11 Criteria We Use to Evaluate Great Content
One of our not-so-secret weapons is the content auditing tool our friend Ian created. It’s a wonder – you can quickly upload a spreadsheet of URLs and your content criteria codebook, and get to assessing hundreds of pieces of content immediately, all within one browser window.
Auditing content is a fun Saturday for us, so if your eyes are rolling to the back of your head, you may want to stop reading and just hire us to do it.
But if you’re an auditor at heart, we have our core “quality” criteria below that helps us (and will help you!) identify if your content is truly audience-ready.
Our criteria:
Original: Does it provide original information, reporting, research or analysis?
Insightful: Does it provide insightful analysis or interesting information that is beyond obvious?
Additive: If the content draws on other sources, does it build on the work? Does it avoid simply copying or rewriting those sources and instead provide substantial additional value and originality?
Navigable: Does the headline and/or page title provide a descriptive, helpful summary of the content, and does the headline and/or page title avoid exaggerating or shocking?
Recommendable: Is this the sort of page you’d want to bookmark, share with a friend, or recommend?
Authoritative: Would you expect to see this content in or referenced by a magazine, encyclopedia or book?
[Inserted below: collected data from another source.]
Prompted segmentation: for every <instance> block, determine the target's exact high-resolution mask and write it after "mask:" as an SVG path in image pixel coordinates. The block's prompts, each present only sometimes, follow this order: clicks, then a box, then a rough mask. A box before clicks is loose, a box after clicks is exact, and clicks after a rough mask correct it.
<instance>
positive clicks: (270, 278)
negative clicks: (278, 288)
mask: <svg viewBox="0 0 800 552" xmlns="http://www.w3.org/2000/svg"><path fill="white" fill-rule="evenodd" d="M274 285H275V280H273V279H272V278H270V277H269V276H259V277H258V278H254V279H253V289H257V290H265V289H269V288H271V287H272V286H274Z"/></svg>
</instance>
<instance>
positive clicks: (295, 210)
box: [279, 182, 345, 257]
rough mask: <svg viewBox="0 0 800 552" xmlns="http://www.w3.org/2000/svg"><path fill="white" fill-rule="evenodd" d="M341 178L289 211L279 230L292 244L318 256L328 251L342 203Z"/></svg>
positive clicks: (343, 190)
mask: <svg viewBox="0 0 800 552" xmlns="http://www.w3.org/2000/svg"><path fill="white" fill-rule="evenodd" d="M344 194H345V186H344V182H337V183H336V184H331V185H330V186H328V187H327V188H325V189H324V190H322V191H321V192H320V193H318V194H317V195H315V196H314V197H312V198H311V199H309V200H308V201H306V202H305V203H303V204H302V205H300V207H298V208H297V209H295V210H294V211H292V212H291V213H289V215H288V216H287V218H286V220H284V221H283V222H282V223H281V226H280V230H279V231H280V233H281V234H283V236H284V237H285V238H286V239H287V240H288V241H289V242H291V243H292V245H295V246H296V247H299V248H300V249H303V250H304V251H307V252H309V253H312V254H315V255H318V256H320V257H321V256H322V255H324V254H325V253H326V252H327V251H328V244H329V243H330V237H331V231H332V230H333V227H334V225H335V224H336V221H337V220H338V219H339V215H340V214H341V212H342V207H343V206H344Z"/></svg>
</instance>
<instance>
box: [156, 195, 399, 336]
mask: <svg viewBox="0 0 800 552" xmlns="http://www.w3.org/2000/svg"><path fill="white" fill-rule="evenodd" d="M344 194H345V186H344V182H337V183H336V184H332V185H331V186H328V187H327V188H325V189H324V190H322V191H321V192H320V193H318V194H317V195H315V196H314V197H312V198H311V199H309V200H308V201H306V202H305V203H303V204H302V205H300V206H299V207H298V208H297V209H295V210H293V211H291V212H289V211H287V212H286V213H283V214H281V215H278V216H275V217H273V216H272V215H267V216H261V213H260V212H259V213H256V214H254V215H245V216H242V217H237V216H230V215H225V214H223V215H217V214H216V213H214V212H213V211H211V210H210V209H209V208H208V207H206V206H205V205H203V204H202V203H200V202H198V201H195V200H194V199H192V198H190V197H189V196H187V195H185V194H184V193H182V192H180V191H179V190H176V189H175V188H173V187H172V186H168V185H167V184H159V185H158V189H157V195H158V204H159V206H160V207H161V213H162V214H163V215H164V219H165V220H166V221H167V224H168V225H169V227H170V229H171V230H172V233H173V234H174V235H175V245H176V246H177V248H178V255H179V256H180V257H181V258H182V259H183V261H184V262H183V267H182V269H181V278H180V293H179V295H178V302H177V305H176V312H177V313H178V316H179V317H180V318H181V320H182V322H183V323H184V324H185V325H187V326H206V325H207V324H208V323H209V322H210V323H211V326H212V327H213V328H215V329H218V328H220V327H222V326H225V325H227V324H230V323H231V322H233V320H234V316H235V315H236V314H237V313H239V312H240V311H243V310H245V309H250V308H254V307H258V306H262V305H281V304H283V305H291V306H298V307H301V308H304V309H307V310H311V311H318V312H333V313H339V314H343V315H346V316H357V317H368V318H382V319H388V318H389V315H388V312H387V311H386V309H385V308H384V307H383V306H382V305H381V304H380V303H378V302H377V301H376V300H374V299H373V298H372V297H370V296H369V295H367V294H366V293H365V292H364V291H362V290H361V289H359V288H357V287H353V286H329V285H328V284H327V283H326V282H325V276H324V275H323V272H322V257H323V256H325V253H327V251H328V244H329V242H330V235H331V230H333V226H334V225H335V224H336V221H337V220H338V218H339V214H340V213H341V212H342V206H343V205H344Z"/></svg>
If you researched the site producing the content, would you come away with an impression that it is well-trusted or widely-recognized as an authority on its topic?
Unique: Is the content mass-produced by or outsourced to a large number of creators, or spread across a large network of sites, so that individual pages or sites don’t get as much attention or care?
Trustworthy: Does the content present information in a way that makes you want to trust it, such as clear sourcing, evidence of the expertise involved, background about the author (be it an expert or an enthusiast) or the site that publishes it?
Impeccable: Is the content free from spelling, grammatical, or stylistic issues? Was it produced well, or does it appear sloppy or hastily produced?
Serves Your Brand: Is this content aligned with your brand mission, your voice, your tone, your goals? Does it support or (dare we hope) elevate your brand with its existence?
Serves Your Audience(s): And this, my friends, is the biggie. Does this piece of content serve your audiences? Do you know what your audiences even need? If you have defined personas, then you can map content to their mindsets and goals.